Venetoclax (Venclexta) has received an FDA breakthrough therapy designation for use in combination with low dose cytarabine (LDAC) in treatment-naïve elderly patients with acute myeloid leukemia (AML) who are ineligible for intensive chemotherapy, according to Roche, which is codeveloping the BCL-2 inhibitor with AbbVie.
The breakthrough designation, which will expedite the development and review of the combination in this AML subgroup, is the fourth such designation for venetoclax. The FDA granted the status based on findings from the phase I/II M14-387 study that were recently presented in June at the 2017 European Hematology Association Annual Congress.
The open label study accrued patients aged ≥65 years with AML who were not ineligible for standard induction chemotherapy. Patients had not received prior treatment and had an ECOG performance status of 0 to 2.
Eighteen patients initially received oral venetoclax (600 mg to 800 mg) daily on days 1 to 28 and subcutaneous LDAC at 20 mg/m2 daily on days 1 to 10 of each 28-day cycle. The recommended phase II dose of venetoclax was determined to be 600 mg, which was administered in the expansion phase. To lower the risk of tumor lysis syndrome (TLS), all patients were hospitalized and administered prophylaxis prior to a dose ramp-up of venetoclax during cycle 1.
Overall, 61 patients, including 8 from the initial dosing, received the recommended phase II dose. The median patient age was 74 years and 70% of patients had an ECOG performance status of 1 or 2. Additionally, 28% of patients had a prior hypomethylating agent, 31% had adverse karyotypes, and 44% had secondary AML.
The overall response rate (ORR) was 61% (n = 37), which included a complete remission (CR) rate of 21%, a CR with incomplete blood count recovery rate of 33%, and a partial remission rate of 7%.
Activity with the venetoclax combination was observed across subgroups. The ORR was 70% in patients aged ≥75 years, 52% in patients with secondary AML, 47% in patients with adverse karyotypes, and 53% in patients who previously received a hypomethylating agent. Additionally, the researchers reported that survival was longer among patients who achieved a response.

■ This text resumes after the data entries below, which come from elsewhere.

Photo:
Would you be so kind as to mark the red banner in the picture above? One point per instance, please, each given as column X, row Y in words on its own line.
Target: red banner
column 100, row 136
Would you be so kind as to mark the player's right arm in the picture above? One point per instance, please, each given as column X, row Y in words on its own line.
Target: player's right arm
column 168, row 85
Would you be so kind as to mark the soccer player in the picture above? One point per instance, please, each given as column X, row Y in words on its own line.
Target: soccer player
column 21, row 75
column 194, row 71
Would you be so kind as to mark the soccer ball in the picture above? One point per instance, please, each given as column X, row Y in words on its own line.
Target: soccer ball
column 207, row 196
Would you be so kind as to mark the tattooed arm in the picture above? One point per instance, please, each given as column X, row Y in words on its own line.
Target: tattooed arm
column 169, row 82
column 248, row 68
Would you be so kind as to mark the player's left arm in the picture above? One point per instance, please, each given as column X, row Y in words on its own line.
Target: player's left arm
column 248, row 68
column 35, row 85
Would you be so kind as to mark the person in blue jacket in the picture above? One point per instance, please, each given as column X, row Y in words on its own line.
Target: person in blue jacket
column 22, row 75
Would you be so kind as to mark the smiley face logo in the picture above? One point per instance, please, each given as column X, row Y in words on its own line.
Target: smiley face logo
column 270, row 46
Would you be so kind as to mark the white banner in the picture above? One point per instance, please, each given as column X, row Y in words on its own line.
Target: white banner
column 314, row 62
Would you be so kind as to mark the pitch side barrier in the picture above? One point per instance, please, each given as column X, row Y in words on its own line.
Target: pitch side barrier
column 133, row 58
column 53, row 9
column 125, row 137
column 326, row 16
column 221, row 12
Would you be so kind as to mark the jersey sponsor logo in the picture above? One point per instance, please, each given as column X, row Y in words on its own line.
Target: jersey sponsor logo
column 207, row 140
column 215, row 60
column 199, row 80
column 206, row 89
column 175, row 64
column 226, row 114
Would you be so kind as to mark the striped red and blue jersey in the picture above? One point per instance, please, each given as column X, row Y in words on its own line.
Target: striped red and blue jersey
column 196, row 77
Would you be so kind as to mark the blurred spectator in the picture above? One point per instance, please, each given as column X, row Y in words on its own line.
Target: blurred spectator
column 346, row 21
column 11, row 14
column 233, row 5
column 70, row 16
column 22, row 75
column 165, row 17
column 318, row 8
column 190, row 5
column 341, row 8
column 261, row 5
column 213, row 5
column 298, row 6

The most common all-grade adverse events (AEs; ≥30% of patients; excluding cytopenias) were nausea (72%), hypokalemia (46%), diarrhea (44%), fatigue (43%), and decreased appetite (41%). The most frequently reported (≥10%) grade 3/4 AEs included febrile neutropenia (34%), hypokalemia (15%), hypophosphatemia (13%), and hypertension (10%).
Clinical TLS was not reported for any patients. There was 1 case of laboratory TLS, which was manageable. Mortality rates at 30 days and 60 days were 3% and 15%, respectively.
Venetoclax is approved by the FDA for the treatment of patients with chronic lymphocytic leukemia (CLL) who have a 17p deletion (del[17p]), following at least 1 prior therapy. The approval was primarily based on data from the phase II M13-982 study, in which venetoclax elicited responses in nearly 80% of patients with relapsed/refractory del(17p) CLL.
Wei AH, Strickland SA, Roboz GJ, et al. Updated safety and efficacy results of phase 1/2 study of venetoclax plus low-dose cytarabine in treatment-naïve acute myeloid leukemia patients aged ≥65 years and unfit for standard induction therapy. Presented at: 2017 EHA Congress; June 22-25, 2017; Madrid, Spain. S473.